Julius Lester is a prolific author who has a considerable contribution to children’s and young adult literature. He has several awards, including a Newbery Honor, Lewis Carroll Shelf Award, Coretta Scott King Award, and a Coretta Scott King Honor for a complete list look here. He is a major contributor to the ongoing dialogue about race and social justice. An interesting interview is included on the scholastic website. Early on in graduate school, a colleague introduced me to Julius Lester. It was a tremendous gift. I quickly found his re-imaging of Shakespeare’s Othello. It would be hard to imagine a better introduction to the bard’s classic play. Not only does this book lead students through a pre-reading of a classic play, it guides students to rest of Lester’s books.

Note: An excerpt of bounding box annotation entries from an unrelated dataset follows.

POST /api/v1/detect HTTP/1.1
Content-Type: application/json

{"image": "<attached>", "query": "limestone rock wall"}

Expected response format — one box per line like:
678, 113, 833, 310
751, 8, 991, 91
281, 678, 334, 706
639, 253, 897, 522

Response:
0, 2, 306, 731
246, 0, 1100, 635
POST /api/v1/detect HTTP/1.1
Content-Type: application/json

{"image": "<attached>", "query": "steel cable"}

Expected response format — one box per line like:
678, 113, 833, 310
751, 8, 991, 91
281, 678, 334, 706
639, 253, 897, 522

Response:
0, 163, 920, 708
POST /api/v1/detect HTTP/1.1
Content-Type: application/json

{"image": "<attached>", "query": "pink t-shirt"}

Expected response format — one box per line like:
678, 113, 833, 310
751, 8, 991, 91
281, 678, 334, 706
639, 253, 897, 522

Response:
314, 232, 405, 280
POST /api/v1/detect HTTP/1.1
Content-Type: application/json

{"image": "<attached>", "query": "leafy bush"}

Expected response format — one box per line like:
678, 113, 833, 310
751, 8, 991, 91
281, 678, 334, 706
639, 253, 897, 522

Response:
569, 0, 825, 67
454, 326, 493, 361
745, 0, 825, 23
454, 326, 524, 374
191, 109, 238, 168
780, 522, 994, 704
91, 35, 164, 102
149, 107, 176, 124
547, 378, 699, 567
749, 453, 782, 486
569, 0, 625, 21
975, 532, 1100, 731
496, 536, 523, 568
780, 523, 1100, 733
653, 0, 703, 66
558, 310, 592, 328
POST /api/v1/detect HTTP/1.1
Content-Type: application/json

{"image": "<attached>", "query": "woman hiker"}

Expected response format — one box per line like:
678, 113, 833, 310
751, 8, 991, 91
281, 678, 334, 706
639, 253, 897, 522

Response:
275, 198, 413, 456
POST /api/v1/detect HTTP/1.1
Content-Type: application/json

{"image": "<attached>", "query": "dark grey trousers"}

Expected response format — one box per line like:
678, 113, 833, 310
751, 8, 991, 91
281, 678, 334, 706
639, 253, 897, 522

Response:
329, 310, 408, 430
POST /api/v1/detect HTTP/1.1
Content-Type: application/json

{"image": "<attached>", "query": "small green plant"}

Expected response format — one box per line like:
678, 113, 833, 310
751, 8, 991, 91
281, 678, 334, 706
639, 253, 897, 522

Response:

My last selection is E. Lockhart’s We Were Liars (you can find an additional link here to a tumblr site). If you know me or have taken one of my classes since the publication of this book, then you know I can’t stop singing its praises. I loved it from the very beginning. In part, I love the novel because I have a tremendous appreciate for King Lear. I think it is one of Shakespeare best plays and it isn't taught nearly enough in high school settings. The other part is that I think E. Lockhart is a fantastic writer and, with this book, she demonstrates that she deserves any of the accolades she has previously earned and we can expect more great things down the road. The book deals with fairy tales, class, race, and complicated family relationships. It wouldn’t be fair to describe the book much more. It has a complicated plot that twists and turns as the story unfolds. Some readers quickly divine the clues and seem to be in sync with the author. I never figured it out. Frankly, I did not want to, I was immersed in the style, the characters, and the “mystery” of the book. Sophisticated adolescent readers will love this book and gain a better appreciate of King Lear if they have read the play before. If they haven't, it is a good introduction to the problematic family relationships that the play unfolds. This work won’t destroy or distract from King Lear any more than Jane Smiley’s wonderful novel A Thousand Acres_ did over twenty years ago. Great themes withstand and amplify a retelling of seemingly familiar plots.
*I use “adult” here loosely, I might just as well say books from the canon or books that are written that assume a cultural context or levels of life experience beyond that which most adolescents have acquired. I think the term is a loose dividing line. Many adolescents can read “adult” books, but others need more nurturing in the skill of reading by trying out how their responses to a plot, a character, a theme, or symbol might be altered or amplified by a closer analysis. I love Cormac McCarthy’s The Road, but I am not sure I would teach it as a whole class novel or offer it to every kid. They might need exposure to Huck Finn, Brave New World, The Lord of the Flies, or The Things They Carried before they are ready for the bleak apocalyptic journey of a father and a son.